Tuesday, February 19, 2008
Fidel Castro, Cuba's autocratic ruling president, resigned today. This ends over a half of a century of rule by him, the longest rule by a head of government in the world. His control of Cuba began in 1959, reshaping the island nation into a communist state, and made Fidel Castro a communist icon and a relentless opponent of U.S. policy. Fidel's 76-year-old brother, Raul Castro, will take the reins of the government, freeing him to implement reforms he has suggested at since taking over as the acting president of Cuba when illness engulfed Fidel Castro in July of 2006.
The Bush Administration has made public its hopes that Fidel's resignation may bring about a democratic transition.
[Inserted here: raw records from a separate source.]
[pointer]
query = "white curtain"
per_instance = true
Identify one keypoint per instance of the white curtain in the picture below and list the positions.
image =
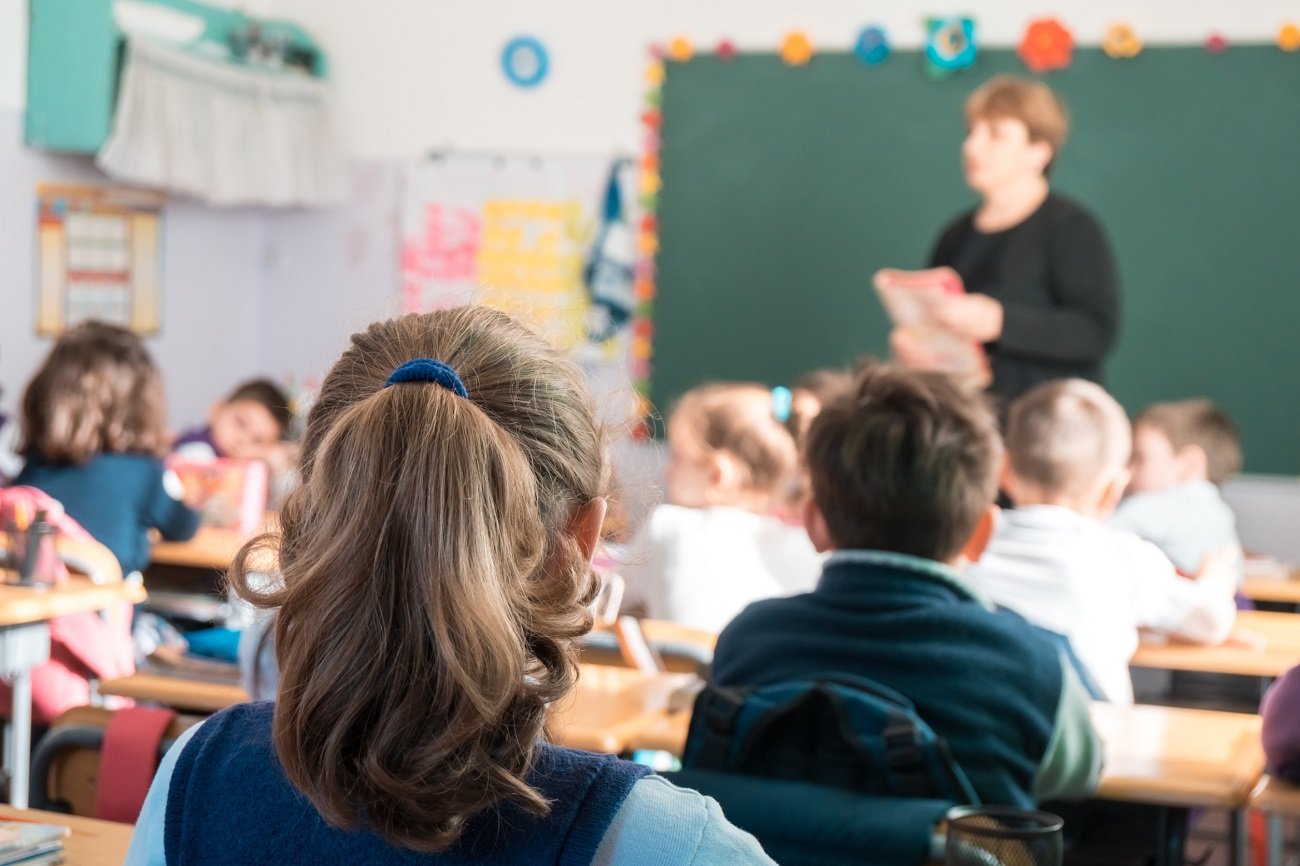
(222, 133)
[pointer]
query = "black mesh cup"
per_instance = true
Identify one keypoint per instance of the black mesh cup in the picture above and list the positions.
(1002, 836)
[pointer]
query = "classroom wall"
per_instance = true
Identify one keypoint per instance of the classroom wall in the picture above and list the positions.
(211, 284)
(425, 73)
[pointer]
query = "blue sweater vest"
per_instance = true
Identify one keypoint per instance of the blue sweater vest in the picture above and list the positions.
(988, 683)
(230, 802)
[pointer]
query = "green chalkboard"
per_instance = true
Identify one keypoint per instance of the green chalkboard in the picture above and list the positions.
(784, 189)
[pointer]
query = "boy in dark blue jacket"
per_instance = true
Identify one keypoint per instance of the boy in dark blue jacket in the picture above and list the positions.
(904, 475)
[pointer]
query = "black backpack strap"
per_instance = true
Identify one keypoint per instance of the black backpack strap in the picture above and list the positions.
(906, 758)
(713, 726)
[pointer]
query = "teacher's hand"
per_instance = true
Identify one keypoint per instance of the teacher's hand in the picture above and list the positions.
(975, 316)
(909, 350)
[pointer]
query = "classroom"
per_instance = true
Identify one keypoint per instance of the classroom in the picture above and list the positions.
(592, 433)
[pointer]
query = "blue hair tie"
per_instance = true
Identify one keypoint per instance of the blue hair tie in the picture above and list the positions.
(425, 369)
(781, 403)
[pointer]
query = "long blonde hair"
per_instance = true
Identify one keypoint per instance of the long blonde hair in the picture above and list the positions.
(432, 592)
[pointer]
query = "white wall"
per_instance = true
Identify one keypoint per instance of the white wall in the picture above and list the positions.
(416, 74)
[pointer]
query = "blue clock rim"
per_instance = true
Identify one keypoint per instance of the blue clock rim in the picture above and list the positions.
(508, 59)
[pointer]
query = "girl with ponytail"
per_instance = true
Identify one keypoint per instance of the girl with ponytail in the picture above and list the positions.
(434, 581)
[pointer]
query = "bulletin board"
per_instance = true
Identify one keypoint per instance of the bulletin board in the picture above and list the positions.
(98, 256)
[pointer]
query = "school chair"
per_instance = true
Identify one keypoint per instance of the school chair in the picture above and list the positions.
(90, 743)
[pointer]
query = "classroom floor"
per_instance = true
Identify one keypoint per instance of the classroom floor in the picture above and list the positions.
(1208, 841)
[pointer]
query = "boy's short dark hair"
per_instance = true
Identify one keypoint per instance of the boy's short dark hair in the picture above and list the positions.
(1200, 423)
(269, 395)
(908, 462)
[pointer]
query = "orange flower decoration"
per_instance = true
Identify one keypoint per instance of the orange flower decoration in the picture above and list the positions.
(1121, 42)
(797, 48)
(1047, 44)
(1288, 38)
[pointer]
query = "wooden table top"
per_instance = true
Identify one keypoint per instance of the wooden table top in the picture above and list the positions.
(21, 605)
(176, 692)
(1272, 589)
(611, 705)
(1279, 650)
(1274, 795)
(211, 548)
(1178, 757)
(92, 843)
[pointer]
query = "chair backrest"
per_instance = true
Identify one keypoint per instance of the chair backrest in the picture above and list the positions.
(828, 730)
(65, 766)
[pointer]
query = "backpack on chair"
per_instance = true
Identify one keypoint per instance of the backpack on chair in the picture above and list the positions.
(826, 769)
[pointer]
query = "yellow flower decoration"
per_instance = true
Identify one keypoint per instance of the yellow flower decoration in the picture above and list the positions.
(1121, 42)
(797, 48)
(1288, 38)
(650, 182)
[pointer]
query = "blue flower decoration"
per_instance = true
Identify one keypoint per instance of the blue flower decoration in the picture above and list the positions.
(872, 47)
(524, 61)
(950, 43)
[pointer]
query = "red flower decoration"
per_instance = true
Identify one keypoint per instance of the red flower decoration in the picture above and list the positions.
(1047, 44)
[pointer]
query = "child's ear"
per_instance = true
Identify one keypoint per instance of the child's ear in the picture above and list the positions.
(586, 523)
(982, 535)
(1195, 463)
(814, 523)
(1114, 490)
(723, 472)
(1006, 481)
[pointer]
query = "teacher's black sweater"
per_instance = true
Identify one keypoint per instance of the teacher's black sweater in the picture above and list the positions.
(1060, 291)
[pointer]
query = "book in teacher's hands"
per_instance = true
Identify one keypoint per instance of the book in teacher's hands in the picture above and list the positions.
(910, 298)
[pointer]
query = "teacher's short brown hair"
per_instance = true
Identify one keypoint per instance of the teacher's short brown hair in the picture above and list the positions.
(1023, 99)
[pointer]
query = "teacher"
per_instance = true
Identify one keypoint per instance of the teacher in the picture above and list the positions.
(1041, 289)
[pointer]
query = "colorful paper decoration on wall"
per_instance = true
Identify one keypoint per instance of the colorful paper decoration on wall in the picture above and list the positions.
(1047, 46)
(1288, 37)
(551, 239)
(649, 183)
(872, 46)
(99, 256)
(796, 48)
(949, 44)
(1121, 42)
(524, 61)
Raul Castro, though not as hardline as Fidel, is hardly one to suddenly welcome democracy, so doubts regarding such a transition remain high.
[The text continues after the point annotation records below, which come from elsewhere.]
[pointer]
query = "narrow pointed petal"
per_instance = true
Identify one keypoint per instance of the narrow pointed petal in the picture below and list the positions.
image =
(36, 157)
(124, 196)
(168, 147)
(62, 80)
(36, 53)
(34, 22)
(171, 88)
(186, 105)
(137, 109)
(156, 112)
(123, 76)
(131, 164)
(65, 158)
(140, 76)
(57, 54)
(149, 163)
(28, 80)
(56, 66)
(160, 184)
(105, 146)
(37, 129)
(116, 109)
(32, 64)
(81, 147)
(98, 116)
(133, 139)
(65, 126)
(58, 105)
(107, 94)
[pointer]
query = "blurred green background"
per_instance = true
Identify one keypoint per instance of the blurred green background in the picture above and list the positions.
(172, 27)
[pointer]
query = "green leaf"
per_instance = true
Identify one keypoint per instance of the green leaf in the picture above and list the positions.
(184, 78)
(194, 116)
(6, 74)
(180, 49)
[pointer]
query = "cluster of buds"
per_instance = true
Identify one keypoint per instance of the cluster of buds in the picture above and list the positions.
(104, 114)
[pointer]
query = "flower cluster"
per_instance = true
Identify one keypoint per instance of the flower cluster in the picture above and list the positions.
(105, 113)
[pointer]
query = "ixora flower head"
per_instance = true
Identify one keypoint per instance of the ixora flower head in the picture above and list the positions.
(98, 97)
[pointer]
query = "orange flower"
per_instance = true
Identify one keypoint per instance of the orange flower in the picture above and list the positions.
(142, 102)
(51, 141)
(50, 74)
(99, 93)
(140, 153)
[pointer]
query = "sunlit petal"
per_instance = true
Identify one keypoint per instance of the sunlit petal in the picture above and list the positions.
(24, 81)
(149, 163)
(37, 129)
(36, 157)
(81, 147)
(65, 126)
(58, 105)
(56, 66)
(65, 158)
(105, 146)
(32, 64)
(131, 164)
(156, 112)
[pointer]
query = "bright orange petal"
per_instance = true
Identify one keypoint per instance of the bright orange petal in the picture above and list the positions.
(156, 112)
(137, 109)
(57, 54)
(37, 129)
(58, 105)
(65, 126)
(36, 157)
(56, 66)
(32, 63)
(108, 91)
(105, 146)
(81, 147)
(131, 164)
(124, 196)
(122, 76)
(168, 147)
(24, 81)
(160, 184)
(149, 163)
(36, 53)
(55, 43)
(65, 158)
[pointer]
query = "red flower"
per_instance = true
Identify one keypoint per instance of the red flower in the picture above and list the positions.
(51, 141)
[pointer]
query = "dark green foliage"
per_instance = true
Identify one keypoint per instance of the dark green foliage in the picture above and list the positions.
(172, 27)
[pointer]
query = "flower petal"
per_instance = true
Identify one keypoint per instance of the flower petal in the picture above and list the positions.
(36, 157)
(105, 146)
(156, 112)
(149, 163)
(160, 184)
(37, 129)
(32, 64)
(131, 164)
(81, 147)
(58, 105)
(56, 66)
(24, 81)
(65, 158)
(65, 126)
Cubans did not receive the news of Castro's resignation on the official state radio until hours after the news became available on the internet. Reports state that Cubans have received this news with a mix of sadness and hope. Cuban exiles in America are accepting the news as a possible first step toward change, but understand that the change of the person does not necessarily signify a change of the system.
The United States Government, in light of this news, does not plan to change U.S. policy toward Cuba, or lift its embargo on Cuba. In 2005 a detailed plan was created for American assistance to ensure a democratic transition on Cuba after Castro's death, but Cuban officials have continually insisted that the socialist political and economic systems in Cuba will outlive Fidel Castro.
Cuba has remained communist under his ironclad rule even after the breakup of the Soviet Union and the collapse of communism across Eastern Europe. Nonetheless, Fidel Castro, during his rule, has been nothing more than a dictator whose totalitarian government has systematically denied individual freedoms and civil liberties.